Posts Tagged ‘annual reports’

“Don’t try to strongarm us — we’re the library!”

Thursday, March 27th, 2008

The title of this post is definitely the line of the conference so far, and it came from the mouth of Queens Library (NY) marketing director James Keller, while he was giving his presentation on branding.

Keller is a former consumer goods ad man, having come to the library world after a career with Proctor & Gamble, and boy is he a dynamic speaker. Walking around the entire room as he spoke without any notes, he walked the audience through the basics of stakeholder identifications, targeted audiences, strategic positioning statements, marketing plans, and maximizing resources. A lot of this stuff was a little old hat to me, since in my pre-library life, I worked in marketing communications for a pair of ad agencies and for a publisher, but Keller did a great job of making it all feel within the realm of possibility.

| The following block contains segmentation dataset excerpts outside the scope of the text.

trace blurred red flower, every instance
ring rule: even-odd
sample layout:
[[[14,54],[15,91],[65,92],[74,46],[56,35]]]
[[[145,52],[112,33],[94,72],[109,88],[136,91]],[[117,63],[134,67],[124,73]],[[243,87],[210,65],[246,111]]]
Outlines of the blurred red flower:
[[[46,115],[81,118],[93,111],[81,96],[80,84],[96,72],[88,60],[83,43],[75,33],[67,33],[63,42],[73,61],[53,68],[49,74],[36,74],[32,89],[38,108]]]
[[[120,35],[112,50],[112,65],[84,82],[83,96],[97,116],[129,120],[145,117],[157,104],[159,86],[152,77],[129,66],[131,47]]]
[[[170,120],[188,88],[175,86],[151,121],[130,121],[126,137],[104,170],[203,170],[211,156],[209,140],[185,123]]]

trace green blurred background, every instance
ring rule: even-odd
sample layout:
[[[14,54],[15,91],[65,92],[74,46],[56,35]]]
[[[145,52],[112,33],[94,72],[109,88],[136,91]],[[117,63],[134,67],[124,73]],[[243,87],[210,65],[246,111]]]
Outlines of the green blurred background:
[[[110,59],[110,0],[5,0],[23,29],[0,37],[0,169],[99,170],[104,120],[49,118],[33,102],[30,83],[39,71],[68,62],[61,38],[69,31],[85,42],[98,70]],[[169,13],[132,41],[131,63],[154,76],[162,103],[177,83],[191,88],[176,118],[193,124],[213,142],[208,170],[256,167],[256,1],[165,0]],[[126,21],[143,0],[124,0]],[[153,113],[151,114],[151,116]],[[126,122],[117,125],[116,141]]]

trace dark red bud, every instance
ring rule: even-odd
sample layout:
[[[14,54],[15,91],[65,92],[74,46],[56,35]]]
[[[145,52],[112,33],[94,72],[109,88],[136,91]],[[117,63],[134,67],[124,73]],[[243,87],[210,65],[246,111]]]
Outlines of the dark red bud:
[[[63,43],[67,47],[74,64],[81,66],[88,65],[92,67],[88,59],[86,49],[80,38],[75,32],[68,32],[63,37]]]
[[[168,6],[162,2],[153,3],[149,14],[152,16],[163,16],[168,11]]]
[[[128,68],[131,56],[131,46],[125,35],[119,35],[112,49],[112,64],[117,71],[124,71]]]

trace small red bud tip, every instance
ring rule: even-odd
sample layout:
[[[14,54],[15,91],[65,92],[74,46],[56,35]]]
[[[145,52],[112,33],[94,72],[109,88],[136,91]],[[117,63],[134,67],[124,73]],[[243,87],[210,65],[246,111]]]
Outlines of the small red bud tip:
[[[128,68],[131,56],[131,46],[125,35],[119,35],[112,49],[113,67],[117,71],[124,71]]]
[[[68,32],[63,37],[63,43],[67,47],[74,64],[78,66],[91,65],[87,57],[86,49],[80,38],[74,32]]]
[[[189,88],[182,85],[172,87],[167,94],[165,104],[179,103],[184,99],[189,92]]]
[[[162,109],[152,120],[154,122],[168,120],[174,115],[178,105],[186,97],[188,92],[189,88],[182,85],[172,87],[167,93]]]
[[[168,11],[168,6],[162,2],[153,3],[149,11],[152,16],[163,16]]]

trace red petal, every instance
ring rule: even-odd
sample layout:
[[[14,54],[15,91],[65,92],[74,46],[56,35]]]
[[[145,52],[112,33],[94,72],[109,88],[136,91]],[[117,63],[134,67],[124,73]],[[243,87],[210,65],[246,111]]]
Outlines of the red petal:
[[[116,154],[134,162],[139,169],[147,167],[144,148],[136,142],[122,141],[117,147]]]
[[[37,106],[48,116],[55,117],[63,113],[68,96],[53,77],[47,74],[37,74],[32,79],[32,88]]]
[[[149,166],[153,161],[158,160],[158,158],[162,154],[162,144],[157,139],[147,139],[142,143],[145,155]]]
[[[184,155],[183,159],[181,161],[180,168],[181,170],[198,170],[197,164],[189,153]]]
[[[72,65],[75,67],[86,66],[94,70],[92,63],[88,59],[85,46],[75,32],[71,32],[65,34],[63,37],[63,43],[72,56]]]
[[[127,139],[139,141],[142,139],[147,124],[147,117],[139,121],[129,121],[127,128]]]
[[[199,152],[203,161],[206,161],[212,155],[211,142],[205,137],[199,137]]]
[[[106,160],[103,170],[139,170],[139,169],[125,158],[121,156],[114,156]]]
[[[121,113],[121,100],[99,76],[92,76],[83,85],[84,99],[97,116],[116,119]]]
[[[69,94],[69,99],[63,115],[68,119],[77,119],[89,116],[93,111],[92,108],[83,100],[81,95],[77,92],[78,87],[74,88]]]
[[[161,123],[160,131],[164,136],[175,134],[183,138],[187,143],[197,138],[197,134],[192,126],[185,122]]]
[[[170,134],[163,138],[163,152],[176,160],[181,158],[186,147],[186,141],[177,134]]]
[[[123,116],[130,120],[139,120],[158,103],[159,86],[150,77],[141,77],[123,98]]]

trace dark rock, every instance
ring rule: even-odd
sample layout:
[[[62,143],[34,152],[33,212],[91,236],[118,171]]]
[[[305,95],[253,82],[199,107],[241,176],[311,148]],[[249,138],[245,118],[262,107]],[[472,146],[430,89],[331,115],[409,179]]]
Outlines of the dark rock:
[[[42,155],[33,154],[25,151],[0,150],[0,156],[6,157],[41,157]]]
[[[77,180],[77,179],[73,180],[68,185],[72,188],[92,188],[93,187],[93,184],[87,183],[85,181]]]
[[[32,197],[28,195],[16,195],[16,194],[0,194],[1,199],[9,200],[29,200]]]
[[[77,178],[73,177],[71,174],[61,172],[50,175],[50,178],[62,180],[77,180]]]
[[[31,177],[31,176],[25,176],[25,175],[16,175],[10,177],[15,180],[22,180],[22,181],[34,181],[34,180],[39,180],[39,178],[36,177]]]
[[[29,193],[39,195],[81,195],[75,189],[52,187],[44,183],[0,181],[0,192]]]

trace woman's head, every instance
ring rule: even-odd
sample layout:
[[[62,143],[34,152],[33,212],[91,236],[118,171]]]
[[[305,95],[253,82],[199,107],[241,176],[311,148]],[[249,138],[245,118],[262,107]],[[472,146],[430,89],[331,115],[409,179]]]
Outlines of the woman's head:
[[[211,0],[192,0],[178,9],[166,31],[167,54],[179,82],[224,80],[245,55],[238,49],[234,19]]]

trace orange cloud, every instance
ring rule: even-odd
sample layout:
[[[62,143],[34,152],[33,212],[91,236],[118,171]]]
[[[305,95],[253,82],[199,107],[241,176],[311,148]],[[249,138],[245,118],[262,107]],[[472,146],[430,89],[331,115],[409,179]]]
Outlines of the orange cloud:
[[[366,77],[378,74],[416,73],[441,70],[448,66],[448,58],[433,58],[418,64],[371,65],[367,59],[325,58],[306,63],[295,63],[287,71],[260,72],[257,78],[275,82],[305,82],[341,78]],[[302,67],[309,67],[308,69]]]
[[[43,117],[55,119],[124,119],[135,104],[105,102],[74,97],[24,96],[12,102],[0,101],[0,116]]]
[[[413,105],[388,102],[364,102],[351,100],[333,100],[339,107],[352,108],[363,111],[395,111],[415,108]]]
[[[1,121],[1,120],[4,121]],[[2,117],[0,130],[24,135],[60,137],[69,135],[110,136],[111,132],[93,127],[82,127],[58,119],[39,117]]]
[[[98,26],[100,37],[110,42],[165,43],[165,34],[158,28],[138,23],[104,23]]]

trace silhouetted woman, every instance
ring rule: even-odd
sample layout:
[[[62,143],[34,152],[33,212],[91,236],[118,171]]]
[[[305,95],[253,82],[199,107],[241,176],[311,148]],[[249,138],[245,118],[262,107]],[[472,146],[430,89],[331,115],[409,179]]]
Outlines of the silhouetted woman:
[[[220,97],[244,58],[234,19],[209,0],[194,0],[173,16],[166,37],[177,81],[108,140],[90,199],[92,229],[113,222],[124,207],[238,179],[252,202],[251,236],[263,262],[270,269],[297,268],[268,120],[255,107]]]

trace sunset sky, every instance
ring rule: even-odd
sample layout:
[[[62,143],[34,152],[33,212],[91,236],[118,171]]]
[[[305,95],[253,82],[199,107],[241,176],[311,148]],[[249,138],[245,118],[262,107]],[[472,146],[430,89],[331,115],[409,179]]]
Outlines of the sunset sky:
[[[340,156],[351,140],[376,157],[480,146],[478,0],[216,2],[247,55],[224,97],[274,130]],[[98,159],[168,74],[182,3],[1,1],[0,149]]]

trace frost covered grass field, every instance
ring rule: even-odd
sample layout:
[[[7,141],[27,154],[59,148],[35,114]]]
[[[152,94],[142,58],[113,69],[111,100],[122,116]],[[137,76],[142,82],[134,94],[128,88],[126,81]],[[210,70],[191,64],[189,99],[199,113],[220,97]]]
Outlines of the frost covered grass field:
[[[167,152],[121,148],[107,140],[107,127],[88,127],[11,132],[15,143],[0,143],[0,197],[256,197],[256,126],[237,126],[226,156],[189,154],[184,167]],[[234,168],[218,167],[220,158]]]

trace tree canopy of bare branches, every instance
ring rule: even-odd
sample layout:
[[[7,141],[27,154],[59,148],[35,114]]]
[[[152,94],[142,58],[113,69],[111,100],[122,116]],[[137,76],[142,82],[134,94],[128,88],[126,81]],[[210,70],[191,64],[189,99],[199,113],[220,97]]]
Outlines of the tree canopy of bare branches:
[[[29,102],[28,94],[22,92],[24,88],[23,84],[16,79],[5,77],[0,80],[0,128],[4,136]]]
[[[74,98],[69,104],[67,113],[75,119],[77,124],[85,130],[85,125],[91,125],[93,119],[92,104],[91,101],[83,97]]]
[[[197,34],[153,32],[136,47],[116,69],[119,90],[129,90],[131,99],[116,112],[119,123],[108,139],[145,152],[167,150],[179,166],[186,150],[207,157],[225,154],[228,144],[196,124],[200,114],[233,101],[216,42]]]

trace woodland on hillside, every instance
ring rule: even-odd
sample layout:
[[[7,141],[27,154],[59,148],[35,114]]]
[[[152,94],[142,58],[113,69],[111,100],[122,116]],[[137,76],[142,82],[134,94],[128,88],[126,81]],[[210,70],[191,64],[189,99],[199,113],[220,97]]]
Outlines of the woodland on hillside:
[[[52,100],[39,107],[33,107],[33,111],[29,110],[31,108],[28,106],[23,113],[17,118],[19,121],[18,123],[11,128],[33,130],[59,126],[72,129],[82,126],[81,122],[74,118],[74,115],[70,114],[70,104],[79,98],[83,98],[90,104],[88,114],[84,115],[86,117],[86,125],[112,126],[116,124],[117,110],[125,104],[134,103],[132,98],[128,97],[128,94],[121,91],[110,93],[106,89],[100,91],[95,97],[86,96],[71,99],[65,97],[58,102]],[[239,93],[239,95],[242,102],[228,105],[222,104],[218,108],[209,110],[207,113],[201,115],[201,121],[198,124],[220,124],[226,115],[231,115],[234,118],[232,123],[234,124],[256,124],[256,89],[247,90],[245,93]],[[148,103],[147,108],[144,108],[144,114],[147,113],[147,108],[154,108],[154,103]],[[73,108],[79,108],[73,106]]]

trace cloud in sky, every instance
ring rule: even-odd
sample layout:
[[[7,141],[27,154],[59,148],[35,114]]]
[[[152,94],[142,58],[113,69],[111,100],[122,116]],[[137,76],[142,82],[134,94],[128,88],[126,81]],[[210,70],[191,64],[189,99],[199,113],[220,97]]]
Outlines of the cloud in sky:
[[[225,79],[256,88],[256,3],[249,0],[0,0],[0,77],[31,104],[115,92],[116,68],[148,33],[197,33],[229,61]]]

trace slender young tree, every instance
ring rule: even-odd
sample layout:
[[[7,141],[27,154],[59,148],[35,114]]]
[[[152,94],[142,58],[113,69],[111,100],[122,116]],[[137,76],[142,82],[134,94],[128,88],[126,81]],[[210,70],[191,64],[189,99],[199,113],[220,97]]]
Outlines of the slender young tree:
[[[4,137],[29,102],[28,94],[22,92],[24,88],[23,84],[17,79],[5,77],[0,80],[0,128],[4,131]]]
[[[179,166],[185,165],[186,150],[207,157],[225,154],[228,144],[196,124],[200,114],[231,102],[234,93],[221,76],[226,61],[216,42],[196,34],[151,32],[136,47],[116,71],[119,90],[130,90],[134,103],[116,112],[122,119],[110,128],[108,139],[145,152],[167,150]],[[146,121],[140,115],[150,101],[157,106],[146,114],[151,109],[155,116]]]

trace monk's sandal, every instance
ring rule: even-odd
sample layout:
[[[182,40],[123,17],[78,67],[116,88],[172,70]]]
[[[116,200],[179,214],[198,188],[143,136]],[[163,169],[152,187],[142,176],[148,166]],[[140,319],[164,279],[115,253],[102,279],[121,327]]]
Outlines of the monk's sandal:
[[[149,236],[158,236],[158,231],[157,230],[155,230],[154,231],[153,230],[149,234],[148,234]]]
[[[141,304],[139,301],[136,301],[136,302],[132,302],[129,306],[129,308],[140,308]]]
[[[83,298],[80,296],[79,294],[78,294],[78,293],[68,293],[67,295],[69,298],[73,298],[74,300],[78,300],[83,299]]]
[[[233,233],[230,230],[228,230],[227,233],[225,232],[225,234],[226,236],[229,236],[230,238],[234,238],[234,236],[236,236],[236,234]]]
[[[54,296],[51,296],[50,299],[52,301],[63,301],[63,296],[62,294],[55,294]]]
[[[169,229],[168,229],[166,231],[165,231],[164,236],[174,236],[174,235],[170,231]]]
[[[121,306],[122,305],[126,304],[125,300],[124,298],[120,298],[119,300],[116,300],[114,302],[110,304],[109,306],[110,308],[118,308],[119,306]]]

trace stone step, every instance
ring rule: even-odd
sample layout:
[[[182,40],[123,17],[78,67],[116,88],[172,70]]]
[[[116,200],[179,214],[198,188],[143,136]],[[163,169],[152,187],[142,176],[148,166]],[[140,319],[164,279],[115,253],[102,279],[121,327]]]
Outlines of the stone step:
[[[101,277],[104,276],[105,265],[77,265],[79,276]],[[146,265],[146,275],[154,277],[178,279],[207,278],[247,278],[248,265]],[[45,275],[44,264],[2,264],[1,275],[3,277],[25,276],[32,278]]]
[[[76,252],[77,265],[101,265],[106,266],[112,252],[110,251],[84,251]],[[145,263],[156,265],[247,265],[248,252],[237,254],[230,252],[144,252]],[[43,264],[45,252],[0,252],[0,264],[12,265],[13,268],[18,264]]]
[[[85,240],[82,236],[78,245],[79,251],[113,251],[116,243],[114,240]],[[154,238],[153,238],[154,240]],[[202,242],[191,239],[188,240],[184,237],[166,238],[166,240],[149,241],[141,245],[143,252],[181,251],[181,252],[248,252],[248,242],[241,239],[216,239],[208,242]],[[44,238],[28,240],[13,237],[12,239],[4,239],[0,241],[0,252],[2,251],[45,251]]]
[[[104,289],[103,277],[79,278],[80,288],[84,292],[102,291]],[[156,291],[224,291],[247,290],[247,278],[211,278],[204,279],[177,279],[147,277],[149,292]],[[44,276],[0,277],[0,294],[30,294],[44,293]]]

Two nice concrete ideas he gave us:

  • Instead of making full-page flyers for all your programs, which tend to take up space, get jumbled, and look messy all spread out on tables or flopping out of displays, promote your programs with postcards. You can condense the info to a 2-sided postcard and copy it on colorful card stock using a regular copier. You save paper, it’s simpler for people to grab and stick in their pocket, and most importantly, you can use a standard cheap postcard rack to display them without taking up a lot of space.
  • Instead of agonizing about creating a new annual report each year and spending loads of money on a design firm to make each year’s different, create a lovely promo brochure for the library system that can serve many different functions. Design it with a pocket in the back cover so you can insert single sheets with your data, stats, budget numbers, whatever. His rule was that the brochure would tell stories and not use numbers, and then the annual report is the two pieces of paper in the back, since that’s the only info that tends to change from year to year.

BoratVery nice!

Overall, Keller glossed over some of the practical difficulties involved (but then again, he’s a real go-getter, can-do, won’t-take-no-for-an-answer type of guy), but on the whole this was a really nice intro to branding and marketing.